The studio audience serves to mimic the sometimes chaotic, always democratic nature of the Internet. When asked why interactivity is central to the show, Farrell said, “What we try and do is mimic the patterns of people on the Internet. Our most popular things are games and trends we feel fit into people’s daily Internet consumption. Without the fans who send us stuff, our show would not exist.

“As Pollyanna as it might sound, we’re trying to celebrate the Internet.”

Of course, in the era of meme aggregation and joke theft, @midnight makes it a priority to credit all the websites and Internet users they feature on the show. “We want to give credit,” Farrell said. “We get their handle right. We get their picture right. It’s not so much that we’re afraid, it’s that it’s so fun to get an email from someone who is so excited they got on the show.”

The writing staff is composed of comedy Twitter celebrities like Shelby Fero and veteran writers like Blaine Capatch, formerly of MADtv.
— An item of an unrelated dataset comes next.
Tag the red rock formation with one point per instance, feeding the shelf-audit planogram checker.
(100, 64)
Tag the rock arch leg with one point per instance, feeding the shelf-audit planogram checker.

“There is a certain fluency with the Internet that our show demands,” co-creator and executive producer Jason Nadler said. “Funny is funny, but Internet humor needs to have its own special shine to it. That’s not to say they need to have a huge Twitter following or be kings of Instagram. That’s not important as much as being able to filter that stuff through a comedic lens.”

Ultimately, @midnight is a game show, so much of it is improvised. “We have the best comedians in the world on our show,” Farrell said. “They definitely work with our writers but it’s not like they are highly scripted.” 

Although the Internet can sometimes be a harsh place, @midnight takes the most absurd moments and spins it into nice-guy comedy—which has been called out by others in late night. “Chris is incredibly talented as a host,” Nadler gushed. “His on-the-fly chops are pretty much unrivaled.”

At the taping, while Hardwick was reading from the teleprompter, he skipped a joke, calmly saying, “That’s mean. I’m not saying that.” 

Although some would deem this sort of comedy soft, that spirit lives on in the show, and has shaped @midnight into what it is now.